Databricks Runtime 5.2 ML

Databricks released this image in January 2019.

Databricks Runtime 5.2 ML provides a ready-to-go environment for machine learning and data science based on Databricks Runtime 5.2 (unsupported). Databricks Runtime for ML contains many popular machine learning libraries, including TensorFlow, PyTorch, Keras, and XGBoost. It also supports distributed TensorFlow training using Horovod.

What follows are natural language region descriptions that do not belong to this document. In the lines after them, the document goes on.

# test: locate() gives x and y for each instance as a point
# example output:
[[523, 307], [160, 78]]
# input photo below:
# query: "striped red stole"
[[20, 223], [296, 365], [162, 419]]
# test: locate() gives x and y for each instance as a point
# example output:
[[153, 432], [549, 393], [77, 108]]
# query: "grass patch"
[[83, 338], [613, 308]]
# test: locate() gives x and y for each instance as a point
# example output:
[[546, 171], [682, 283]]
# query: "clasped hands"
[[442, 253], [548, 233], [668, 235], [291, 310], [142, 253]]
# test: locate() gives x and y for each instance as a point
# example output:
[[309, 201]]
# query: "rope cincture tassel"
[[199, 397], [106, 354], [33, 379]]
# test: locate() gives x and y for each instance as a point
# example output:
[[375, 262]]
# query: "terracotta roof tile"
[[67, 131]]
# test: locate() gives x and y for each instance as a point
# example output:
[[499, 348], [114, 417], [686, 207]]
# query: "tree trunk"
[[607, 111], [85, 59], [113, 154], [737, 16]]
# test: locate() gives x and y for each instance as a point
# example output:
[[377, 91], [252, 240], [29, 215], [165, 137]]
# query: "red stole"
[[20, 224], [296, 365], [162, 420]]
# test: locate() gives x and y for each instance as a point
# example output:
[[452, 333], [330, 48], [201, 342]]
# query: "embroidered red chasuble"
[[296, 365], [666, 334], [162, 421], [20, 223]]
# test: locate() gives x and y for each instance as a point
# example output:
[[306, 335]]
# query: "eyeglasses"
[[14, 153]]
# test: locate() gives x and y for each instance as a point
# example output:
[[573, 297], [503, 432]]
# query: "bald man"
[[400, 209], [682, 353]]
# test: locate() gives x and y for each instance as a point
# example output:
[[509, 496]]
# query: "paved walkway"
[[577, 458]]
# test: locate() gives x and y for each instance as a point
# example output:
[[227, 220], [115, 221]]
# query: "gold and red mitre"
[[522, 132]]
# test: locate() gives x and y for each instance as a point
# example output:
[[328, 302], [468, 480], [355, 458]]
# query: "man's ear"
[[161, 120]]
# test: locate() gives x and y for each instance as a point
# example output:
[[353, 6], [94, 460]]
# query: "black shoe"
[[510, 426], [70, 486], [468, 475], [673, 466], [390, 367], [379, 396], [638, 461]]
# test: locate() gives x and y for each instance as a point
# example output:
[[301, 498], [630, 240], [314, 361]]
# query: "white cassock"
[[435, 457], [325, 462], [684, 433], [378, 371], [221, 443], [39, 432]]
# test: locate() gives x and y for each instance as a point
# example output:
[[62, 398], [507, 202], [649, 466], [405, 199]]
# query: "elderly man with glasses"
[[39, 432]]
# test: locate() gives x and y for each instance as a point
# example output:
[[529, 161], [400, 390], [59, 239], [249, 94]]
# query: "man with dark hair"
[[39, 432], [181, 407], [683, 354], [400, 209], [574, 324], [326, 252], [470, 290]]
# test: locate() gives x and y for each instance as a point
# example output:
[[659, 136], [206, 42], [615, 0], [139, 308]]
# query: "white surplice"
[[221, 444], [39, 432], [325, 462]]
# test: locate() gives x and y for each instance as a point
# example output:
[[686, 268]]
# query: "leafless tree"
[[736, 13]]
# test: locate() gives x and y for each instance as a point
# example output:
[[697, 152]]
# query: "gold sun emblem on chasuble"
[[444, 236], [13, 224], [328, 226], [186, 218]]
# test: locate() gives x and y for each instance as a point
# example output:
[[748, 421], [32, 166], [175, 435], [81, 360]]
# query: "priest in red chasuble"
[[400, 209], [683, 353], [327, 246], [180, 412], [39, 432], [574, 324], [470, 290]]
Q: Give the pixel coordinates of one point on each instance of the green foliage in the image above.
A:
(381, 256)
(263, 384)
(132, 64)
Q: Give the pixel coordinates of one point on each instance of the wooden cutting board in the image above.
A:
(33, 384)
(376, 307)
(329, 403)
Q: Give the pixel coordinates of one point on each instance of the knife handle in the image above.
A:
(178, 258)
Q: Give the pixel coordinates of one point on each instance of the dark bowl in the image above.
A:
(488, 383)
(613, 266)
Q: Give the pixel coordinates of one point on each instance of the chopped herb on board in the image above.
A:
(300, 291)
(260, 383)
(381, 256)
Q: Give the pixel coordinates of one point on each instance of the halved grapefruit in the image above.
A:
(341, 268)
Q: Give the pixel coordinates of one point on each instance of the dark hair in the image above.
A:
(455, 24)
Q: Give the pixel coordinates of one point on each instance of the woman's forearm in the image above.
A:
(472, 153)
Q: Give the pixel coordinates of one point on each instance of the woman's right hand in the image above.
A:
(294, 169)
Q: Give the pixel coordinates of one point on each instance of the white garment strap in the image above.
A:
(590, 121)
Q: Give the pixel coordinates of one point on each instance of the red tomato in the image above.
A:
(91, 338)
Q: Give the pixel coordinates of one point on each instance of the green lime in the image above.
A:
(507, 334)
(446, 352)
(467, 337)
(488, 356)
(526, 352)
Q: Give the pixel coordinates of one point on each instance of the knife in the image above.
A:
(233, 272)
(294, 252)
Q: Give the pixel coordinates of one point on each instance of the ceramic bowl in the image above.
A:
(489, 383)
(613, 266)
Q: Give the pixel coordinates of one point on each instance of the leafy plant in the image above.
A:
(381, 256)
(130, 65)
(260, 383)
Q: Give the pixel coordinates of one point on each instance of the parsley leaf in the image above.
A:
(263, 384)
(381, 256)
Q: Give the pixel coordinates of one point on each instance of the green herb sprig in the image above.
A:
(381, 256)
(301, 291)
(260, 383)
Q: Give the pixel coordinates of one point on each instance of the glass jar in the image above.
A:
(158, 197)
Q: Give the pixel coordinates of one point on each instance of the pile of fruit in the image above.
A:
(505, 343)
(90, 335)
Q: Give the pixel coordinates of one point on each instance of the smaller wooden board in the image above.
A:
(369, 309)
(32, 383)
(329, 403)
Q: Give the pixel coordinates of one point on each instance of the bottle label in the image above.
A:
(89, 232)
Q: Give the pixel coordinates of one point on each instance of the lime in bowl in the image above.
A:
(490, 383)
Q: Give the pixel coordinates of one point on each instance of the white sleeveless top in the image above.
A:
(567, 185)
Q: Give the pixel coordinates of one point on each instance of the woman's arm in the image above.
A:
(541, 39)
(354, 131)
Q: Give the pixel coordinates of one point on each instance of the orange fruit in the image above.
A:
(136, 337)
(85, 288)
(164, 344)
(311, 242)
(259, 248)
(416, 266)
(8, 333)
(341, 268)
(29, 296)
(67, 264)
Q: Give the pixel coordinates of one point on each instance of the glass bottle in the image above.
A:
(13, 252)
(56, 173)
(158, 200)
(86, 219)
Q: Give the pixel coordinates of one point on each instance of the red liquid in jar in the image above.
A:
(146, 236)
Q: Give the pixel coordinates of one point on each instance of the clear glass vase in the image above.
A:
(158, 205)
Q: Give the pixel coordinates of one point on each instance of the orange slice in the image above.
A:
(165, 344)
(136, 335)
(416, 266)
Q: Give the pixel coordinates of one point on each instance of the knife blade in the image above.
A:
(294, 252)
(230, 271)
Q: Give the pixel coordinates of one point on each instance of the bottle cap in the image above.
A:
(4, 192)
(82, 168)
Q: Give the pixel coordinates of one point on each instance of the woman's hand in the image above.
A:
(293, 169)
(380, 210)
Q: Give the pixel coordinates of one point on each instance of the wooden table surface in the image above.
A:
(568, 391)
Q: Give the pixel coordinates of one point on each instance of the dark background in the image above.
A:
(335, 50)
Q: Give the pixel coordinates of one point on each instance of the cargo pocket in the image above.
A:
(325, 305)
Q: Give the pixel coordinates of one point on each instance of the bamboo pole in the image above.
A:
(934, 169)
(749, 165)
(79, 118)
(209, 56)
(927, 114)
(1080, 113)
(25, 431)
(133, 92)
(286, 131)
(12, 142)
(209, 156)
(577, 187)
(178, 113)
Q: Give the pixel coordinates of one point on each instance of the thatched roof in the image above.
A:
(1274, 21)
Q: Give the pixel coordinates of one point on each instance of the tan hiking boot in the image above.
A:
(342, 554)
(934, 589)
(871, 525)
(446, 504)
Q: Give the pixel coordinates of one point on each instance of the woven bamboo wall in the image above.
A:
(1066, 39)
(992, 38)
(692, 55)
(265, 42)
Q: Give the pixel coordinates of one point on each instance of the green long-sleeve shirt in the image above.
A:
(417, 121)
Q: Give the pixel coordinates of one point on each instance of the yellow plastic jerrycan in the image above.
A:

For more information, including instructions for creating a Databricks Runtime ML cluster, see AI and Machine Learning on Databricks.

New features

Databricks Runtime 5.2 ML is built on top of Databricks Runtime 5.2. For information on what’s new in Databricks Runtime 5.2, see the Databricks Runtime 5.2 (unsupported) release notes. In addition to library updates, Databricks Runtime 5.2 ML introduces the following new features:

  • GraphFrames now supports the Pregel API (Python) with Databricks’s performance optimizations.

  • HorovodRunner adds:

    • On a GPU cluster, training processes are mapped to GPUs instead of worker nodes to simplify the support of multi-GPU instance types. This built-in support allows you to distribute to all of the GPUs on a multi-GPU machine without custom code.

    • HorovodRunner.run() now returns the return value from the first training process.

Note

Databricks Runtime ML releases pick up all maintenance updates to the base Databricks Runtime release. For a list of all maintenance updates, see Maintenance updates for Databricks Runtime (archived).

System environment

The system environment in Databricks Runtime 5.2 ML differs from Databricks Runtime 5.2 as follows:

  • Python: 2.7.15 for Python 2 clusters and 3.6.5 for Python 3 clusters.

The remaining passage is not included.